The strangest photograph I got was the picture of my great-granddaughter, Norma, taken in the months before she was born. I took the envelope when it came in the post and I thought someone had sent me by mistake a photograph of a pyramid. The unborn child, sleeping pharaoh, was photographed in profile, lying on her back in the water across the base of the pyramid in black and white and mysterious shades of grey.
I have sometimes gone out to Lake St Paul at twilight; driven out along the highway through the forest. But I have never seen the surface of that great sheet of water at night when black and wet and artificial it shines and sighs and murmurs underneath the moon.
A sad thing was the flooding of the gardens. People had worked for generations growing avenues of almond trees and standard roses. I sometimes think of rose bushes as they try to bloom, almond trees as they attempt to blossom on the floor of Lake St Paul. We had an orange tree in the back garden and a lemon. Oranges and lemons say
the bells.
The saddest thing for me, I have to say, is the fact that Judith’s war memorial is sitting in the middle of the town, at the bottom of the lake. But I do have the sense—it is almost knowledge—that in the course of time the land will reach up, rise; the waters will recede, and the clock on the monument will look face out again, the names of the sons of Goldberg, Forthe, Zabah and Hayes glinting through fungoid slime that grows like fur upon the faces of underwater clocks.
The drought is bad.
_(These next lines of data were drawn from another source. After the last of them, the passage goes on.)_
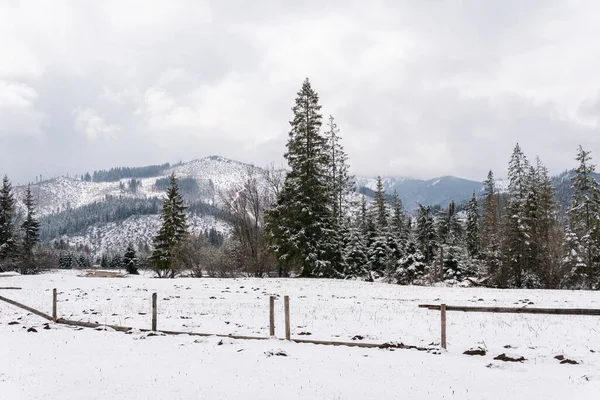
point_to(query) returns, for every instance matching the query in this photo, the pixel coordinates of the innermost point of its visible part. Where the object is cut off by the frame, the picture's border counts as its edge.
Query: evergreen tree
(584, 223)
(7, 216)
(412, 266)
(30, 228)
(104, 264)
(473, 239)
(381, 212)
(517, 227)
(399, 220)
(130, 260)
(355, 254)
(172, 231)
(490, 233)
(301, 225)
(425, 232)
(547, 229)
The water level of the lake is lower than I ever remember. I am a man of eighty-three with a memory of things.
What World is This?
As Revealed In Jane’s Journal and Margaret’s Thoughts
One
The Journal of Jane Wordsworth, younger daughter of Lady Charlotte Wordsworth of Carrickvale, Convenor of the London Chapter Ladies’ Committee for the Promotion of the Emigration of Single Women to Van Diemen’s Land 1832
In the morning, quite early, Sarah and I had the great pleasure of selecting the fabrics for our new opera cloaks—rose velvet for Sarah and white cashmere with swansdown for myself. We visited also the French milliner in Lavender Lane where we purchased some of her smaller artificial flowers fashioned from crepe de Chine, for beneath our new cloaks we will both wear our pink silks which will require new trimming. From the bird-seller on the corner Sarah bought a sweet canary in a willow cage. Mother has promised we may each choose something from her jewel-case. We were quite worn out first by the excitement of anticipation and then by the demands of the decisions required of us, but we were also most delighted with the results of our labours. This excursion was allowed only on the strict understanding that in the afternoon we would both accompany our Mama, our Aunt Georgiana and Mrs Jamieson when they conducted the Charitable Interviews. This was for our exercise of Good Works, for our own Education, and also for our Edification. We were not called upon to speak or to offer any judgment whatsoever, although nothing could prevent us from discussing the events that had passed between ourselves afterwards, within the private confines of our own rooms. The Interviews are conducted at the request of Canon Bracebridge who is the Deputy Chairman of the Committee proper. Although we were weary, we were eager to comply with our Mama’s wishes, not the least because we have been for some time in a wonderment as to the duties and activities of the Ladies’ Committee. Tippie has scarcely stopped barking since Sarah brought home the canary.